The VA has some excellent people who work there because they are caring and dedicated people. The attitude and intolerance I experienced from this man, a Physician’s Assistant, shows me he is not among them and makes me wish that I had persevered my tort claim. He didn’t care that I’d suffered so at his mistake, nor that I waived my claim to protect him. I chose to forgive that and blame a system that failed to permit immediate care when a procedure went awry. As they say, let no good deed go unpunished, and this particular man proves the adage. I guess the good part is that he’s tossed me out of his clinic, and so I may now choose a different facility to get my urological care and the VA will pick up the travel tab for me to go there. The idea that I needn’t worry about having to deal with a petulant and grudging jackass is calming and reassuring to me. But I pity the other veterans who need to use his services, especially those whose problems are specialized and beyond the textbook. If the simple issues of scarring that I came to him with were too much for his level of competence, I feel sorry for those men who have more complex issues with their urinary system. Thankfully, it’s no longer my problem.
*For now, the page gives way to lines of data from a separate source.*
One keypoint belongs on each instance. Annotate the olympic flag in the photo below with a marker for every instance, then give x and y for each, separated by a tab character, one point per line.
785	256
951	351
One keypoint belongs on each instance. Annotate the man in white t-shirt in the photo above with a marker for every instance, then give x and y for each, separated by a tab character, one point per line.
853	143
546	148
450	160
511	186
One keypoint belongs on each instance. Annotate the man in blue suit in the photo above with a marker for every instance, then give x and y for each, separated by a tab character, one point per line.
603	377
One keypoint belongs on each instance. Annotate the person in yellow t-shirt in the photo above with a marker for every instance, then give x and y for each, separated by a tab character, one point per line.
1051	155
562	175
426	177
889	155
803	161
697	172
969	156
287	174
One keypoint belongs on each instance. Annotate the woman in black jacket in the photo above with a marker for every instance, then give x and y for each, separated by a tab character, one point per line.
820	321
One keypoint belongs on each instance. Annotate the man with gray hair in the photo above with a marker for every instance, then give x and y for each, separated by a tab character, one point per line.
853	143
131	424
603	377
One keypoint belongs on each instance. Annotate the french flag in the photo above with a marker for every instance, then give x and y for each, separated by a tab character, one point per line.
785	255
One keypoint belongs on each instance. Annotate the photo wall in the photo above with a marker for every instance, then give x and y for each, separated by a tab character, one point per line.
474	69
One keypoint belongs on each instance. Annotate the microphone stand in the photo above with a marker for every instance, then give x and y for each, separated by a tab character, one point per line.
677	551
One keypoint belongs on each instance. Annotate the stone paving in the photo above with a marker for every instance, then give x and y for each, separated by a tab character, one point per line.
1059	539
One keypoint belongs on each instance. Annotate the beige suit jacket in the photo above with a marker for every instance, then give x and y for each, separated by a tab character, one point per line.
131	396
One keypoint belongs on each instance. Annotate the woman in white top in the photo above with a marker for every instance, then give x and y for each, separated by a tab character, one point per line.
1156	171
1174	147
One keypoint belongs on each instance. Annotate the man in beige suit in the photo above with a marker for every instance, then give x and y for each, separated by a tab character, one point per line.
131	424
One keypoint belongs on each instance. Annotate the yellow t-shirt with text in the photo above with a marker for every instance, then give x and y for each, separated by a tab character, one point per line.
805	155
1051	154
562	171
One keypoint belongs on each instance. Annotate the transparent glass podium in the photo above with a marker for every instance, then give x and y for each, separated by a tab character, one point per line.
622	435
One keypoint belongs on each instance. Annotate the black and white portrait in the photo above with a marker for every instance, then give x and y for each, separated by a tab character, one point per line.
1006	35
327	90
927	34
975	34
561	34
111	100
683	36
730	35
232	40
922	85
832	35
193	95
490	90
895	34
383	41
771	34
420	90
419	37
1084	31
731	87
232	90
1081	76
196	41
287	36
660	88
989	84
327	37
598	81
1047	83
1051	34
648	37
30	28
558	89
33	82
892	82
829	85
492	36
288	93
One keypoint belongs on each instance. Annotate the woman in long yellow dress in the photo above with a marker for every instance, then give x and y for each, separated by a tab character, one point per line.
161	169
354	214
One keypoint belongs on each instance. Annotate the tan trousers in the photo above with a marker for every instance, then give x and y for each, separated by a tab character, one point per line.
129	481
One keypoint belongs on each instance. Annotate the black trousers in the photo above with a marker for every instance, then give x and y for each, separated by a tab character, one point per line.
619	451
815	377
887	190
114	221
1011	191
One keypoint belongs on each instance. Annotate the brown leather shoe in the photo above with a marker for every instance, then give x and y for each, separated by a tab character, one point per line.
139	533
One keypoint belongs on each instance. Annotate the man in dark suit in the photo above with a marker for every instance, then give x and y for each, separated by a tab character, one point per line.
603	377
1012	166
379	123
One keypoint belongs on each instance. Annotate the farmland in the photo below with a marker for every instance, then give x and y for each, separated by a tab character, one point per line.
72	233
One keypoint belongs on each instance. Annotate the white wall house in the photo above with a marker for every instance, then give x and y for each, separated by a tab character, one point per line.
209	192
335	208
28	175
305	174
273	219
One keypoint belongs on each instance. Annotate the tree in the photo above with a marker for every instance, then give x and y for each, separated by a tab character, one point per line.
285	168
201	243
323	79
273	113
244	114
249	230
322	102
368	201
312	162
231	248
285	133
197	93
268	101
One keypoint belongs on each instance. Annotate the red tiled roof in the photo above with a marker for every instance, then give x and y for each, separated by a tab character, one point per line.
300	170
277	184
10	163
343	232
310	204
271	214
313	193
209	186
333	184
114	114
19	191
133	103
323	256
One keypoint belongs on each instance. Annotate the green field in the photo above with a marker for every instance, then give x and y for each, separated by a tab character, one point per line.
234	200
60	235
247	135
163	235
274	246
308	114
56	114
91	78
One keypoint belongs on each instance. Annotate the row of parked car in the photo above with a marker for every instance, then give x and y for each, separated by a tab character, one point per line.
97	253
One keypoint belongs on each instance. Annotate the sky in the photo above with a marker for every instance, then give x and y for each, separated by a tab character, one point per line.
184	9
I guess my point today is aimed at those who suffer at the hands of the health care system. While I think many of the tort claims filed each year often tend to be ridiculous and not worth the tremendous judgements awarded, the filing of complaints is a good idea. The mistakes made should be recorded so those who make them in large numbers or demonstrate a reasonable questioning of their abilities can be identified. People in need of care have to be able to be confident of their care providers and those providers need to be up to the responsibilities they take with our lives. Good physicians will accept critique from their patients and learn from their mistakes. Those with an ego outmatching their skills don’t learn, and should be culled from the medical market. We only have one life, and doctors are supposed to cherish it as much as we do.